In business, a certain amount of lying is expected. Most people have lied on a resume or in a job interview sometime in their career. People use sick days at work when they really aren’t sick.

The concept of negotiation is based on lying. Each side starts with a position that it knows is not realistic. Shoppers know the sticker price on a car in a dealership is not the price they have to pay.

Marketers are not known for always telling the truth, either. Early in my academic career, I wrote a number of articles on the concept of puffery — exaggerated statements made by marketers that may not be true — but are difficult to prove as false.

When a local radio station used to say it played “the music you love” I was quite sure they were lying to me. Puffery is accepted in marketing because most people are exposed to it all time and it does not mean anything to them.
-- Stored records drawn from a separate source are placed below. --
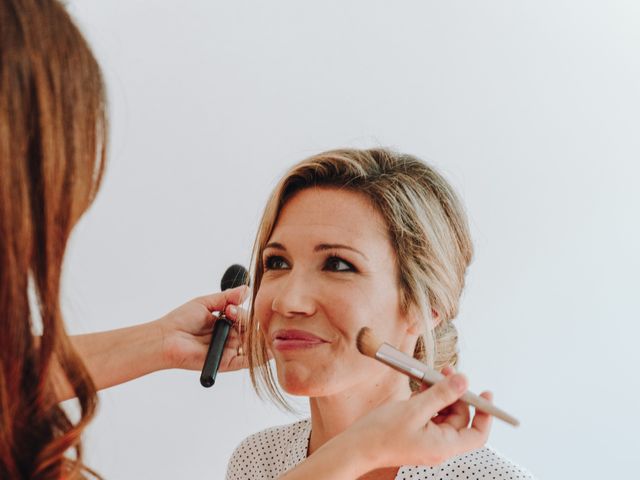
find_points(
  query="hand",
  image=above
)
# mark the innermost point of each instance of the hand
(427, 429)
(186, 331)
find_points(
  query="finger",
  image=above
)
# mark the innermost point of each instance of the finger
(217, 301)
(440, 395)
(457, 415)
(238, 314)
(448, 371)
(481, 420)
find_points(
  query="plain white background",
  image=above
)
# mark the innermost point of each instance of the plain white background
(531, 110)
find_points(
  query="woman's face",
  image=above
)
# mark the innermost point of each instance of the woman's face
(329, 270)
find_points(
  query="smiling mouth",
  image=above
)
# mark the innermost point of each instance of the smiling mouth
(285, 340)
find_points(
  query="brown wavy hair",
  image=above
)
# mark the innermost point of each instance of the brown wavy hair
(52, 153)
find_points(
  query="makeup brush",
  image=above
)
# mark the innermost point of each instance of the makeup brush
(370, 346)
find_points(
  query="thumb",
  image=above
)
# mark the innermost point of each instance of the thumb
(217, 301)
(442, 394)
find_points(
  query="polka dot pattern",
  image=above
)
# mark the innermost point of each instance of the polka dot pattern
(268, 454)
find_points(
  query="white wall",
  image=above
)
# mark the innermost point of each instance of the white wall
(530, 108)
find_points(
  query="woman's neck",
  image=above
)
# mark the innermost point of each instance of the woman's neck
(332, 414)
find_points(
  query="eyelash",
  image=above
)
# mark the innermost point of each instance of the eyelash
(267, 264)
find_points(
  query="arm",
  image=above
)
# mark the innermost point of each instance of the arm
(180, 339)
(401, 433)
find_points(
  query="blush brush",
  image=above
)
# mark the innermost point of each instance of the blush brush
(370, 346)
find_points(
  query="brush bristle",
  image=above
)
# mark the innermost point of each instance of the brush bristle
(367, 343)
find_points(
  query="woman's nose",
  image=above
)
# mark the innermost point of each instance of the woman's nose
(295, 296)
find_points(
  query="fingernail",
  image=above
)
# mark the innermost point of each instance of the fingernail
(458, 383)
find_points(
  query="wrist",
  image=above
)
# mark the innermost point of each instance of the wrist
(161, 334)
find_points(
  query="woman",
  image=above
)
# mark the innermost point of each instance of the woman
(53, 133)
(354, 238)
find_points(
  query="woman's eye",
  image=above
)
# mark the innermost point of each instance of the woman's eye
(336, 264)
(275, 262)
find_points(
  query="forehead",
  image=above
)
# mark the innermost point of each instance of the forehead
(329, 212)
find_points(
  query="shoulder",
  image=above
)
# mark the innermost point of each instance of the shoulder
(484, 463)
(270, 453)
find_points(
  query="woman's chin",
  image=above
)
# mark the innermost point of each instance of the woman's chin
(301, 384)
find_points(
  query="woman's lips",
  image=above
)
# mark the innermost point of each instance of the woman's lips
(294, 340)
People need to be careful of those who say they never ever lie. They are deceiving themselves. Not all lies are immoral. It is considered being social to dole out an occasional insincere complement.

On the other hand, lying can be dangerous. Successful companies are built on earning trust from their customers. Lying and especially getting caught in a lie, can destroy that trust.

“It would be important to assess a person in any career field for the depth and breadth of lies one tells to ascertain whether it is ‘normal’ lying or represents a pattern of lying that is pathological” according to Appel.